Can you imagine standing in line for days at Best Buy or having a gun pointed in your face over a video-game system?
Many people across the country can, as they struggled to get their hands on the coveted
new gaming system, Playstation 3.
The craze has gone too far. People began
waiting outside stores last Tuesday and Wednesday, waiting for the release of the newest Sony video-game system Friday.
As insane as that behavior sounds, their devotion is admirable. It takes intense dedication to spend three or four days waiting for a video game system. They should get the system just for that.
Many of those waiting were actually hoping
to make a profit by selling the systems on eBay, as Sony is only releasing only 400,000 in the U.S. for now. The gaming system was initially priced at $500 to $600 depending on the version – basic or premium – which comes equipped with extras like more memory and WiFi compatibility.
The day after its release, the system was listed on eBay for as much as $10,000, though people only bid up to $3,500. That’s more expensive than many teenagers’ first cars.

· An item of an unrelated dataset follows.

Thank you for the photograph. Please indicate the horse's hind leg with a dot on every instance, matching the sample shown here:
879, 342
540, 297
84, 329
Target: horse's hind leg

But it isn’t until people start pulling out guns that the obsession over the Playstation 3 gets ridiculous and frightening.
A Massachusetts man was shot outside a store in Connecticut while waiting to buy the gaming system. A 17-year-old in Allentown was robbed of his newly purchased system outside a mall at gunpoint.
And a 19 year-old was hospitalized after running into a metal pole while racing other customers for a chance to buy a Playstation 3 from a Wal-Mart in Indiana.
This is all too extreme. No video game system is worth wielding a gun or spending the night in a hospital because you ran into a pole. Not being a video gamer makes it easier to judge and harder to understand. But nothing sold in a store is worth robbing somebody at gunpoint for.
People shoot others over revenge, jealousy
and anger. And although these are never condoned, they are easier to swallow.
Crimes of passion that include shooting another person because they hurt a loved one or found them in bed with their significant other is more commonplace.
But doing this over what is essentially a toy goes down about as easy as a handful of tacks.
Yet violence over a material object isn’t unheard of in our culture. In 1990, a 15-year-old honor student in Philadelphia was shot over a pair of Air Jordans. Also in Philadelphia, Kevin Johnson was shot in 2003 over his Allen Iverson jersey. The shooting rendered Johnson, 22, a quadriplegic. He died last Tuesday.
Telling people not to get hung up on material items is like telling them not to buy the newly released album from their all-time favorite band. It also borders on hypocrisy, unless the advice is coming from a nun, a priest or a monk.
People like material things, and they’re entitled to buy them. It isn’t a bad thing to enjoy possessions. After all, they tend to offer a release from the everyday stress of life. Perhaps, the idea should be not to get excessively hung up on material possessions.
If a person wants to stand in line for three days to get that special thing he or she has been waiting a year for, they should go for it. If it means that much to the person, it will probably be worth it in the end. Heck, if people are willing to spend $3,000 on a toy, that is their business and nobody should judge.
But there should be no guns or other weapons, no brawls and no stealing involved because it’s not worth it. Not only can somebody get hurt, there are also legal ramifications.
And a Playstation 3 just isn’t worth prison time, or a life.